The US Department of Energy (DOE) has awarded $29 million of funding to support cutting-edge research into enhanced geothermal systems (EGS).

Sian Crampsie

The US Department of Energy (DOE) has awarded $29 million of funding to support cutting-edge research into enhanced geothermal systems (EGS).

The funding is part of the Obama Administration’s efforts to combat climate change and has been awarded under the Frontier Observatory for Research in Geothermal Energy (FORGE) programme, DOE said. The research will be conducted by teams at Sandia National Laboratories and the University of Utah.

EGS use energy from deep beneath the surface of the earth where there are hot rocks ideal for geothermal wells but little naturally occurring liquid to generate steam.
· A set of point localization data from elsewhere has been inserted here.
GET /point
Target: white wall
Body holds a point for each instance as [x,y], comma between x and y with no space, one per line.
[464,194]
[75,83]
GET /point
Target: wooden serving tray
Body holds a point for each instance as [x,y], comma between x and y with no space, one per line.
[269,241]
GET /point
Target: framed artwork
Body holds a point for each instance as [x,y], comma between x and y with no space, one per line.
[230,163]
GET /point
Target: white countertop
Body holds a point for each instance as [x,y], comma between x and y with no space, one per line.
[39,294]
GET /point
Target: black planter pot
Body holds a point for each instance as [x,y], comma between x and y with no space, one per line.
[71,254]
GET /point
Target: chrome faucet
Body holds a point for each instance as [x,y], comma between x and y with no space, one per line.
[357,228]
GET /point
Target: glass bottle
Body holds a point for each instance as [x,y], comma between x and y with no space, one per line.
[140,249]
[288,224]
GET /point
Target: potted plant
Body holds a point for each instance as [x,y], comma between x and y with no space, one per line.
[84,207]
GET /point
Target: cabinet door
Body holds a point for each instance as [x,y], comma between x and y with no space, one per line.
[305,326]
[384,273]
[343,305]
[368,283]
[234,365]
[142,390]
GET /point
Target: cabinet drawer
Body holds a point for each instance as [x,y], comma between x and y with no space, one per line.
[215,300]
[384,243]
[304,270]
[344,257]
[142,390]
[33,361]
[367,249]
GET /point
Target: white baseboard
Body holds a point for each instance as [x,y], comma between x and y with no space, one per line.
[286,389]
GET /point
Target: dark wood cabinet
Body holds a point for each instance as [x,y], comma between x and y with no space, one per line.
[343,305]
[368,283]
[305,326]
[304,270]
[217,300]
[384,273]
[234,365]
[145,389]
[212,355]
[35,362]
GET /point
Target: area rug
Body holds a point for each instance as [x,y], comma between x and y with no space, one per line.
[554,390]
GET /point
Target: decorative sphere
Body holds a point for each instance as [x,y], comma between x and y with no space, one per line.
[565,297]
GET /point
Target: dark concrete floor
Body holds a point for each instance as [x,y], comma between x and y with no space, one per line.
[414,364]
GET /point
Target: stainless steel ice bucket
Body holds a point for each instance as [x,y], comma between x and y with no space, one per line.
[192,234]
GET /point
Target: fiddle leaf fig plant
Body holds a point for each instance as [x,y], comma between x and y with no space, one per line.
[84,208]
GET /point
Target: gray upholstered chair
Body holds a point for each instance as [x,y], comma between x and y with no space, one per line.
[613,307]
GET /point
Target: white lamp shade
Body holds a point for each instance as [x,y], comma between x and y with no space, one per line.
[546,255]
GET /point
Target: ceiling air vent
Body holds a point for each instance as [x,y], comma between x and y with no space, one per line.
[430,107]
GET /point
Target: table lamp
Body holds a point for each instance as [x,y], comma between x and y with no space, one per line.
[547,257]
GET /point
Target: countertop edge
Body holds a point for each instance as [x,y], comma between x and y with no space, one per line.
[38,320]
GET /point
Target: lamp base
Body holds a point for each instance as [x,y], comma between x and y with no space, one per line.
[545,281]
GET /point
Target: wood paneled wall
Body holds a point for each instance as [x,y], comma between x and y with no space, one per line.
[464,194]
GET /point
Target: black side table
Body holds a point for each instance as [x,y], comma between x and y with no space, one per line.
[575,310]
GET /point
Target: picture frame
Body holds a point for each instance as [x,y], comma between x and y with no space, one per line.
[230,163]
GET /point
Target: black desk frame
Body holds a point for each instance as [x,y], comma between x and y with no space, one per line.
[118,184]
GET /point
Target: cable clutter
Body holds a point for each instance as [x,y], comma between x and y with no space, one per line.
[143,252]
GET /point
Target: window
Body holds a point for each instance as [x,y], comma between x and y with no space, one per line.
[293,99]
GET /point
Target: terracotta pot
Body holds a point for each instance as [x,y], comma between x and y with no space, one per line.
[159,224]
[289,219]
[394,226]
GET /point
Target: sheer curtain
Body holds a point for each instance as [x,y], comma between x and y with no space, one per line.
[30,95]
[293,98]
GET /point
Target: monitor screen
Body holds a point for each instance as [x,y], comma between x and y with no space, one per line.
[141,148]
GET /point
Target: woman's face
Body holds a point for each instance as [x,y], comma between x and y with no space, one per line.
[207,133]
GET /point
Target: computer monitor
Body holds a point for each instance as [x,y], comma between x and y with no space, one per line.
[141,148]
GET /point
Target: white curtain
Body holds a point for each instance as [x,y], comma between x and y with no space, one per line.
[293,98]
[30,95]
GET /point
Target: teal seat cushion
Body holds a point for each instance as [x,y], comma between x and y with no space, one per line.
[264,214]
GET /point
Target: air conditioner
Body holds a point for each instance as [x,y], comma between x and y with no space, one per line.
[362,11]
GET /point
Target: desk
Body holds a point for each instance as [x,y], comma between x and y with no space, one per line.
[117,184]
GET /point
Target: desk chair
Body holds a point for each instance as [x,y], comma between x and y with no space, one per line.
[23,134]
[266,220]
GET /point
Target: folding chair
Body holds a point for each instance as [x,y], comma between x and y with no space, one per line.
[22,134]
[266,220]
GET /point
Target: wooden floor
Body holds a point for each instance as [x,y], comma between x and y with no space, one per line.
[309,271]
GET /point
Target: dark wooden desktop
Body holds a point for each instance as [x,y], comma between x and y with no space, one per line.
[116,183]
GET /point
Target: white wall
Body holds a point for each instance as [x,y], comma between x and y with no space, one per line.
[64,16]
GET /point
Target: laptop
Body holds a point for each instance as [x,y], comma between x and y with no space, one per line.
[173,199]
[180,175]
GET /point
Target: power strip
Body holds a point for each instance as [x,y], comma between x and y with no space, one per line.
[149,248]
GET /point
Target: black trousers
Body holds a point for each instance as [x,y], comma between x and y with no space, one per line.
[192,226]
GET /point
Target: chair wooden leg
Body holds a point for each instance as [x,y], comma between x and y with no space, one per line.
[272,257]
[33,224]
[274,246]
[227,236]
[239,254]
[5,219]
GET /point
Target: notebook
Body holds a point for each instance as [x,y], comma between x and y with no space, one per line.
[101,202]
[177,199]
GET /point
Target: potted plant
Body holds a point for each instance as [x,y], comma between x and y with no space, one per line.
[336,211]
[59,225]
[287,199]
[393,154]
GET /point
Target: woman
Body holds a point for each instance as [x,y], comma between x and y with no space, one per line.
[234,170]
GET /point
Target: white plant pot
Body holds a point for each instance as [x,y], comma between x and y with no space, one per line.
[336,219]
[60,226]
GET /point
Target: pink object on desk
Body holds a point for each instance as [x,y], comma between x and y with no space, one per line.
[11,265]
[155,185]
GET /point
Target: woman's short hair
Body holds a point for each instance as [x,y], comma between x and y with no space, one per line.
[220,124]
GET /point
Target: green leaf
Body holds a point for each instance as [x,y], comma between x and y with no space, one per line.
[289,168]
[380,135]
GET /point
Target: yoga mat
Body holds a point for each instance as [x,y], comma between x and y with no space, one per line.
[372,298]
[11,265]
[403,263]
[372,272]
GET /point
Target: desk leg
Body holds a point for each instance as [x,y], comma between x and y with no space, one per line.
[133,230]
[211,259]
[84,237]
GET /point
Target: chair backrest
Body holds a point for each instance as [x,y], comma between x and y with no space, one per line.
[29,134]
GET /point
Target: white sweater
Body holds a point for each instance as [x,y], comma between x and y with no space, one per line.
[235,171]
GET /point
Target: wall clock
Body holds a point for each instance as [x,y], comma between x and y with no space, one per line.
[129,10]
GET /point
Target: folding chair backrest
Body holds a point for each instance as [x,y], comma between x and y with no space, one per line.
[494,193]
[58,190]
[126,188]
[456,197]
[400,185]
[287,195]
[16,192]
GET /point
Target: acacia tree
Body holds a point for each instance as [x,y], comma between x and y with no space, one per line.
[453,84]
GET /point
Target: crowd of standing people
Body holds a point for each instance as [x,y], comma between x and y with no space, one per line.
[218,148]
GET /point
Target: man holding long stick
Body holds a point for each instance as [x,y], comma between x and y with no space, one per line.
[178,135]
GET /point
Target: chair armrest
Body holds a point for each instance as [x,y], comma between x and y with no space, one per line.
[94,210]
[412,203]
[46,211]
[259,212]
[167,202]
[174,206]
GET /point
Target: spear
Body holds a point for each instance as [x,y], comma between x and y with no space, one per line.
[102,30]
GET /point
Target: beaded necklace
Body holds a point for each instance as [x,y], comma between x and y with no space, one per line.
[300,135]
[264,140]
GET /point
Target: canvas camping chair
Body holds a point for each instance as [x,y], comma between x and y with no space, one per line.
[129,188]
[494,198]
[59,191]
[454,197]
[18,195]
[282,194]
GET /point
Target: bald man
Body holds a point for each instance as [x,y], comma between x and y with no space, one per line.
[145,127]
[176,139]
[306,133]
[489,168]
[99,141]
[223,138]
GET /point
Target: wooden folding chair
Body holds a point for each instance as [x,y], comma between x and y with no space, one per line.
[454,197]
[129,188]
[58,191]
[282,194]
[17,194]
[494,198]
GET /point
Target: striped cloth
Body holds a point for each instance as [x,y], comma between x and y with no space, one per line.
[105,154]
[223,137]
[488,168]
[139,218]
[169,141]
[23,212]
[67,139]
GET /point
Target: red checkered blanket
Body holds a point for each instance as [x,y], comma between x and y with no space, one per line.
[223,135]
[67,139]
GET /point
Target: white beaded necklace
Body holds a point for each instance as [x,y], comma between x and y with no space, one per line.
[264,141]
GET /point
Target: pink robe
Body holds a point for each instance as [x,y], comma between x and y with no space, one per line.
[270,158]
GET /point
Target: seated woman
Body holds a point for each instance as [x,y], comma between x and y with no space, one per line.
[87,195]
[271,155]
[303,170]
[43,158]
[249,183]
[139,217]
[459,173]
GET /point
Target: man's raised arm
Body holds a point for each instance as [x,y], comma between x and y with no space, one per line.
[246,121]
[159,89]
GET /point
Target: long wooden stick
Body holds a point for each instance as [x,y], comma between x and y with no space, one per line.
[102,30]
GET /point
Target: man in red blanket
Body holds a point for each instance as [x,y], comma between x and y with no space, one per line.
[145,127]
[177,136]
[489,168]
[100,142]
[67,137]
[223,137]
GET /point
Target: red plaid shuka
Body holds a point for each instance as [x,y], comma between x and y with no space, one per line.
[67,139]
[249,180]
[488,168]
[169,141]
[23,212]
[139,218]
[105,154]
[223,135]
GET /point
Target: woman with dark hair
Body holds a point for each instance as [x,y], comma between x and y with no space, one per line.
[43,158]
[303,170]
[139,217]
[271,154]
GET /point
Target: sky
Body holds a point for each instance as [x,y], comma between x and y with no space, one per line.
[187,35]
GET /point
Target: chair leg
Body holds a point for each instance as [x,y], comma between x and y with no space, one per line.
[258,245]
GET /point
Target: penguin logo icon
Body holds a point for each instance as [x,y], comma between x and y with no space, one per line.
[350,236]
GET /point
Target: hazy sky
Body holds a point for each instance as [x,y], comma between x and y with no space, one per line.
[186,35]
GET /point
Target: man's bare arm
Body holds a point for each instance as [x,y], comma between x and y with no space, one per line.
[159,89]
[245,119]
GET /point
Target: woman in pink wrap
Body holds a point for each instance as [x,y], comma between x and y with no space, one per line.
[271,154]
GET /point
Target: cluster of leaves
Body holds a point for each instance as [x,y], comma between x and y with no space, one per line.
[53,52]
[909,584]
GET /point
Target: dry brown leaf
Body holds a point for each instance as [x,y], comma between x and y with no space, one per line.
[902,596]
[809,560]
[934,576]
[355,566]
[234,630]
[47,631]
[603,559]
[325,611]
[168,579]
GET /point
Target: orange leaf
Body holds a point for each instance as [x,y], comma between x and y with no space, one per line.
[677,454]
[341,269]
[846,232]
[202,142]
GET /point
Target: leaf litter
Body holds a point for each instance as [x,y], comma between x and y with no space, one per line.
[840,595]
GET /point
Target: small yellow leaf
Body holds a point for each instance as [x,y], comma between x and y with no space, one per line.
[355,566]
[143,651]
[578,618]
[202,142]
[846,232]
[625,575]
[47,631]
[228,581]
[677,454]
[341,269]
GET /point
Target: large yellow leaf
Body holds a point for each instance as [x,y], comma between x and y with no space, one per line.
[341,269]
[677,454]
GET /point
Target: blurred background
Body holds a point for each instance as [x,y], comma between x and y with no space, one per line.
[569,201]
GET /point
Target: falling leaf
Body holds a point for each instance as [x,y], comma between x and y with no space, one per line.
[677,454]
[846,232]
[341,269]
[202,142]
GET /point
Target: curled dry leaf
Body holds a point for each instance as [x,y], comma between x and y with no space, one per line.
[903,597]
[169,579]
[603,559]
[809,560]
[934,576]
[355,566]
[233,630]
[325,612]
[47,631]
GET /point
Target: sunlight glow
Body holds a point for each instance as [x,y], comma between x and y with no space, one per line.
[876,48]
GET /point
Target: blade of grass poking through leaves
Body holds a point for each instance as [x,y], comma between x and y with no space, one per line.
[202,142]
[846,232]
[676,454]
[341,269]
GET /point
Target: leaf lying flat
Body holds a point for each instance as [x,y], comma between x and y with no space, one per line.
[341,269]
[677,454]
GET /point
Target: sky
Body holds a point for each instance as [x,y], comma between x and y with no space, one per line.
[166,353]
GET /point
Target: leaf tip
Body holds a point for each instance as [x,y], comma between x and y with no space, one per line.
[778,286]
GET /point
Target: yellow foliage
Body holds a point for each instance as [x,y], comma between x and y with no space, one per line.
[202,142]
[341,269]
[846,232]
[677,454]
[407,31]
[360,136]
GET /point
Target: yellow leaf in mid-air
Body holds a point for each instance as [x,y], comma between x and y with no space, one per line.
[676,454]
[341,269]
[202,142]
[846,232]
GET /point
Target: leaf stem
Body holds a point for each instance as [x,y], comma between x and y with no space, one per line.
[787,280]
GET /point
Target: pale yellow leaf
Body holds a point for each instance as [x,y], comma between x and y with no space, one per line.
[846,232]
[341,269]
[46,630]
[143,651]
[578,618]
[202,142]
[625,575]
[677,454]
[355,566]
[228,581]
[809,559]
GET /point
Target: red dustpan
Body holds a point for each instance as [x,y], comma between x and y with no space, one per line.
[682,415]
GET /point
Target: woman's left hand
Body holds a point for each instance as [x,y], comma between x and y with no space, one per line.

Pumping fluids into the hot rocks creates pathways that carry heat to the earth’s surface through wells where the fluids become steam to drive turbines and generate electricity.

“Enhanced Geothermal Systems can help us tap into a vast energy resource with the potential to generate enough clean energy to power millions of homes,” said Franklin Orr, Under Secretary for Science and Energy. “In supporting this technology, the FORGE programme is advancing American leadership in clean energy innovation and could ultimately help us meet our climate and sustainability goals.”

The funding will enable each team to fully instrument, characterize and permit candidate sites for an underground laboratory to conduct cutting-edge research on EGS. The Sandia team will be working on a site in Fallon, Nevada, and the University of Utah team will be working at a site in Milford, Utah.

Investment in EGS could lead to the development of more than 100 GW of economically viable electric generating capacity in the USA, DOE said.